Depuis quelques semaines, Emmanuel Macron affiche à la fois son autorité et sa prise de distance vis-à-vis de la sphère politico-médiatique. Un comportement qui agace comme il séduit. Décryptage.

C’est l’événement phare de la vie politique française en ce début d’été. Comme il l’avait annoncé lors de la campagne présidentielle, Emmanuel Macron s’est exprimé face aux députés et sénateurs réunis en Congrès le 3 juillet dernier. Une initiative largement commentée. Les plus sceptiques y voient une stratégie de communication soigneusement calculée, à la fois coûteuse – autour de 200 000 euros -- et sans réel intérêt, les grands axes de son projet ayant été largement débattus lors de la campagne présidentielle. « Le Parlement est un instrument de travail et pas de communication, regrette Jean-Christophe Lagarde, président de l’UDI sur CNews. Si c’était pour s’adresser aux Français, il suffisait d’organiser une émission de télévision. » D’autres approuvent l’intervention, saluant son envie d’asseoir son autorité devant la représentation nationale, comme le prévoit la Constitution. « Il utilise une prérogative du Président qui existe depuis la révision constitutionnelle de 2008 », explique Pierre Mathiot, professeur de science politiques à Sciences Po Lille.
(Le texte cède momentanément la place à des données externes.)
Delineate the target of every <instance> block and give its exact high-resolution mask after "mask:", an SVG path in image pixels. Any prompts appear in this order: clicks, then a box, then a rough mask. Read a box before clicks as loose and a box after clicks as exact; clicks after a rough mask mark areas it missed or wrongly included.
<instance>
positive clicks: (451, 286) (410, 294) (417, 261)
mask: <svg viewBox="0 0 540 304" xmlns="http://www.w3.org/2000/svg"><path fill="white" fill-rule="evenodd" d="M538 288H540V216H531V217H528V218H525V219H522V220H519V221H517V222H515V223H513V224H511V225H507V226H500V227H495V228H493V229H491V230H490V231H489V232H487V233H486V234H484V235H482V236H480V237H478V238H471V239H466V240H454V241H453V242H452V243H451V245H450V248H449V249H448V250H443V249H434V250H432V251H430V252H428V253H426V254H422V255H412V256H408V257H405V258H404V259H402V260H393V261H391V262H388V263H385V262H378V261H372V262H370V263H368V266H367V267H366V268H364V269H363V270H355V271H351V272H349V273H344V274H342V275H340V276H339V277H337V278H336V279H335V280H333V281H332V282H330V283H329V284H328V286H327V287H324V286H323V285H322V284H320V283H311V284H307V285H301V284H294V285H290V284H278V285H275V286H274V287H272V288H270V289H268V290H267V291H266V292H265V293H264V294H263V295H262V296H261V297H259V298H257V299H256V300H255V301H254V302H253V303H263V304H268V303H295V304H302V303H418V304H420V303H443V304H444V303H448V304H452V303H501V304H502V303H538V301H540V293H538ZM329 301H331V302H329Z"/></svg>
Stratégie d’installation au pouvoir

Une convocation symbolique et inédite en début de mandat qui, selon l’expert, aura permis au Président de conclure « sa stratégie d’installation au pouvoir ». « Ce discours marque le dernier acte d’une séquence qui a démarré le soir du 7 mai dernier sur le parvis du Louvre. Depuis deux mois, Emmanuel Macron réunit les conditions de cette nouvelle façon de gouverner. » Il y aura donc un avant et un après 3 juillet. Emmanuel Macron a-t-il cherché à affaiblir l’autorité de son Premier ministre, chargé de prononcer le traditionnel discours de politique général devant l’Assemblée nationale le lendemain de la convocation du Congrès. ? Difficile à dire. « En s’exprimant le premier, Emmanuel Macron rappelle qu’il existe une hiérarchie au sein de l’exécutif et que le Premier ministre est sous les ordres du Président », analyse l’expert.

Une méthode pas inédite

En convoquant le Congrès, le Président accède pleinement et définitivement au statut de président « jupitérien » et se pose au-dessus de la vie politique du pays. Si ce comportement en agace certains, notamment dans les rangs de la France insoumise, il n’a rien d’inédit. « La méthode qu’Emmanuel Macron souhaite mettre en œuvre n’est pas nouvelle, rappelle Pierre Mathiot. On utilisait d’ailleurs initialement le terme de monarque républicain pour reprocher au Général de Gaulle son comportement distancié. »  Une distance qui pourrait rapidement se retourner contre lui. 

Semer le doute

À force de vouloir prendre de la hauteur, le Président risquerait de perdre la confiance que les Français lui ont accordée le 7 mai dernier. Certaines de ses récentes interventions semblent avoir semé le doute chez ceux qui avaient vu en lui non pas un professionnel de la politique mais un homme de terrain pragmatique, conscient des difficultés du pays. « Dans une gare, vous croisez des gens qui réussissent et d’autres qui ne sont rien », a-t-il lancé dans l’incompréhension générale à l’occasion de l’inauguration de la désormais célèbre Station F. Et ce n’est pas la seule maladresse commise par le fondateur de la République en marche. À la fin du mois de juin, l’Élysée a fait savoir à la presse que « la pensée complexe du Président se prête mal au jeu des questions-réponses avec les journalistes ». « Emmanuel Macron pense qu’assécher les médias lui permettra de durer en politique », décrypte Pierre Mathiot. Seulement voilà, de l’image d’un chef d’État en retrait de la vie politico-médiatique pour mieux présider, à celle d’un homme de pouvoir dédaigneux et déconnecté de la réalité, il pourrait n’y avoir qu’un pas. Un équilibre fragile dont dépend sa légitimité.